A cancellation of the invoice must be received by Golf Traveller Pty Ltd in writing via email, and will be subject to a cancellation fee of:
a. 30 days or more prior to Departure: 15% of the invoice fee.
b. Cancellation 30 days or more before start day of tour will be subject to a cancellation fee.
c. For any cancellation less than 30 days to start day of tour, deposit will be forfeited.

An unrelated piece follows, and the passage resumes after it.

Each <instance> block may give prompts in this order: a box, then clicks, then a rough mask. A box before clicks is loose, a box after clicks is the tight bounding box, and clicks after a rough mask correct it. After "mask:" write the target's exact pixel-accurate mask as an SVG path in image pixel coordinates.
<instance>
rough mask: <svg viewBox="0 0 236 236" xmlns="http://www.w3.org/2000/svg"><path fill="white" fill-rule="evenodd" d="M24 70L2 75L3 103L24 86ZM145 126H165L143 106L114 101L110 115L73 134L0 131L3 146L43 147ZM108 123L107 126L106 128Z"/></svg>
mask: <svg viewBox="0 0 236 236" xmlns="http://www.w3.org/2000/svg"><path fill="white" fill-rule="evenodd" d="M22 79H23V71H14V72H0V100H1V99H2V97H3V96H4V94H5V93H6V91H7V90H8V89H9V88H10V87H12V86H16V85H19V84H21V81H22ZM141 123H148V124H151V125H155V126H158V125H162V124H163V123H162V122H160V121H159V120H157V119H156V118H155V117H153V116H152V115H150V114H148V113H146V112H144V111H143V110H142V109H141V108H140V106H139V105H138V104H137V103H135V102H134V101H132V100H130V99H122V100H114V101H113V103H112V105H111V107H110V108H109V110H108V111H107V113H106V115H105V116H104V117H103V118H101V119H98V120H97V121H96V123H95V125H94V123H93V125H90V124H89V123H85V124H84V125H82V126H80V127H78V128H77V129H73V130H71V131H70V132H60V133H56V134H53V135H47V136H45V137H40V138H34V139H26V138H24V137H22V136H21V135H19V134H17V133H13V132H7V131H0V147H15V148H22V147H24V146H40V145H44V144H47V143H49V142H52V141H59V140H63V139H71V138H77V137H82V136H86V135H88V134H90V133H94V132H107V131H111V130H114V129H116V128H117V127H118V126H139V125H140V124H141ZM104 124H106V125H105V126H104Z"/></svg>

- Modifications or Cancellation of the Services
Despite Golf Traveller Pty Ltd’s pledge of its best efforts to ensure the optimum provision of the Services by the Partners, unforeseeable circumstances may limit or prevent the same. To that end, the Client acknowledges and agrees that no deduction in or refund of the Quotation price will apply:
a. In the event of a force majeure, which requires the Partners to amend the Services without prior notice; or
b. Should unforeseeable circumstances require the Partners to amend the Services (including a change in road conditions, and unseasonal or unexpected meteorological conditions); or
c. In the event of an existing or new medical condition of one or more Guest require an amendment of the Services; or
d. Should the illegal or incompatible conduct of a Guest compel an amendment of the Services.

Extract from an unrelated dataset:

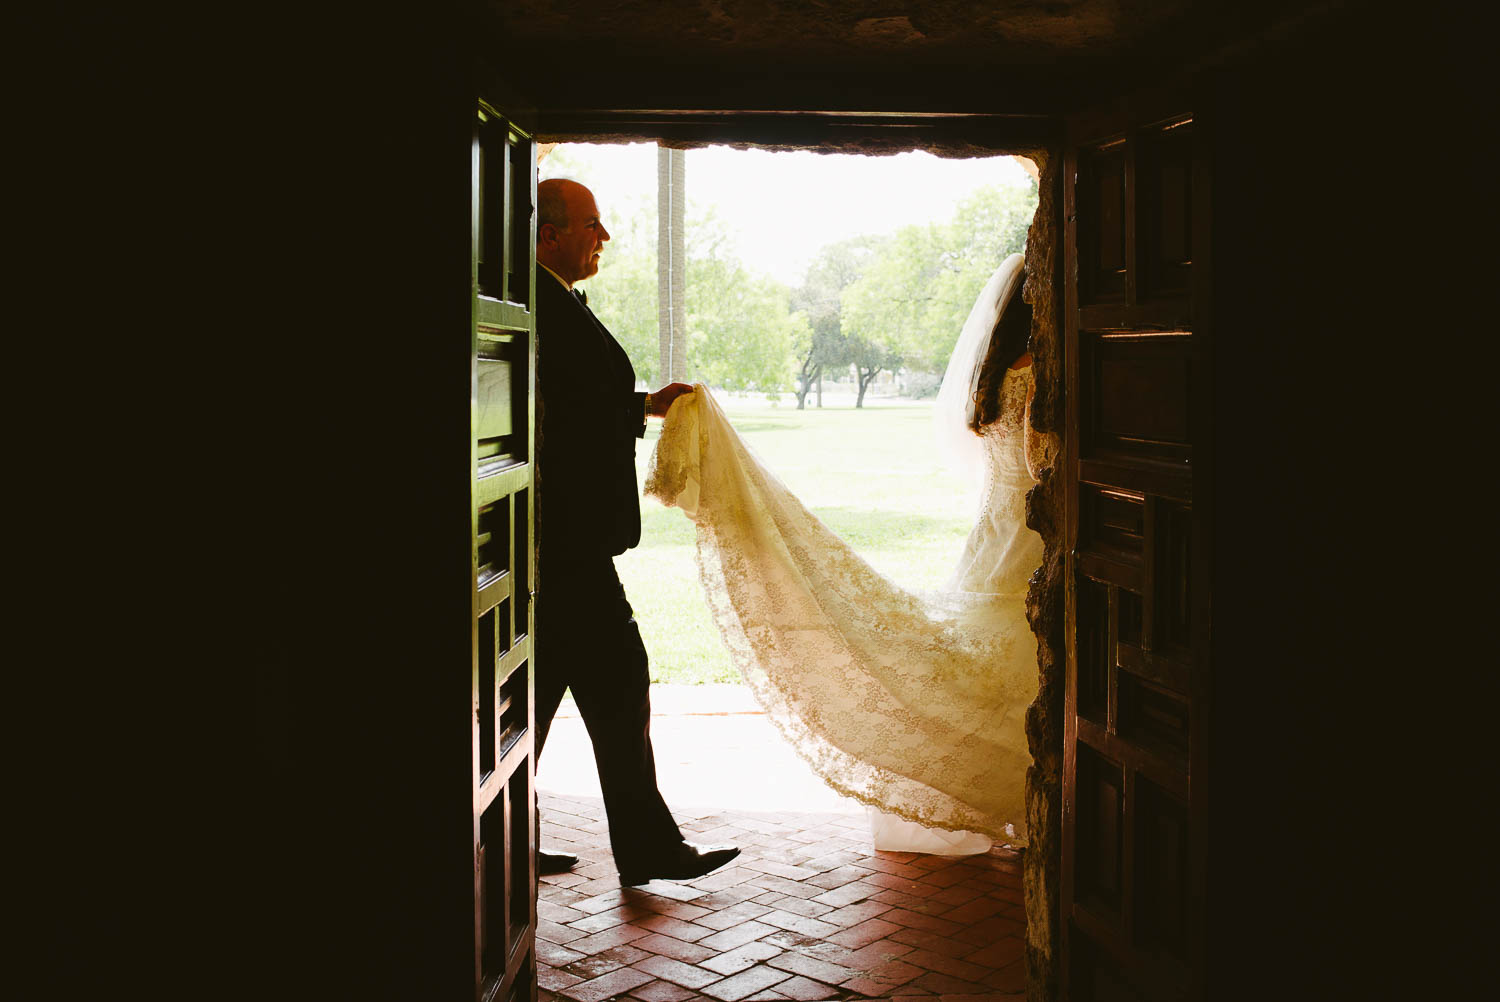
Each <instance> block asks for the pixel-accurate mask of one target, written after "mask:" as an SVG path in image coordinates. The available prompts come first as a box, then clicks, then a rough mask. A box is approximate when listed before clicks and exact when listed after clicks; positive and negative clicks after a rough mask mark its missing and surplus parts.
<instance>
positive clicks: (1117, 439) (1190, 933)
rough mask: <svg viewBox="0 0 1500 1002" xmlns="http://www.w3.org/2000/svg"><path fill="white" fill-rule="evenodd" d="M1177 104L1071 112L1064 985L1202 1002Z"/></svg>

The Services do not include the provision of any insurance services, which remains the exclusive obligation of the Client and or Guest.
- Limitation of Liability
All persons availing themselves of the Services do so entirely and unconditionally at their own risk. Golf Traveller Pty Ltd, the Partners, their respective officers, employees and/or contractors (collectively called ‘the Owners’), will not be held responsible or liable, directly or indirectly, for any claim of whatsoever nature in respect of any loss, damage, expense, injury or death howsoever caused to, or sustained or suffered by any person/s and/or property at any time, whether arising from negligent act/s or omission/s or the Owners.
It is recommended that all Guests seek prior medical advice from their qualified medical practitioner in respect of any existing or reasonably anticipated medical condition. In the event of any resulting advice, the relevant Guest must inform Golf Traveller Pty Ltd before departure of every medical matter at issue.
The Client acknowledges that a safari may bring the Guests into close contact with unknown dangers, including harsh outdoor conditions and possible confrontation with wild animals.
The Guests acknowledges his/her obligation to ensure that all necessary passport and visas are valid for the countries to be visited as a result of the provision of the Services.
- Waiver and Severability
a. No waiver of any of these terms or conditions will be binding for any purpose unless expressed in writing and signed by the parties, which waiver will then be effective only in the specific instance and for the purpose given.
b. No failure or delay on the part of Golf Traveller Pty Ltd in exercising any right, power or privilege will operate as a waiver, nor will any single or partial exercise of any right, power or privilege preclude any other or further exercise thereof or the exercise of any other right, power or privilege.
c. In the event that any of the provisions of this Agreement are found to be invalid, unlawful, or unenforceable such terms shall be severable from the remaining terms, which shall continue to be valid and enforceable.
- Whole Agreement
This document constitutes the whole of the Agreement between the Parties, to the exclusion of all else. No amendment, alteration, addition, variation or consensual cancellation of this undertaking will be valid unless in writing and evidenced by the authorised signatures of both parties.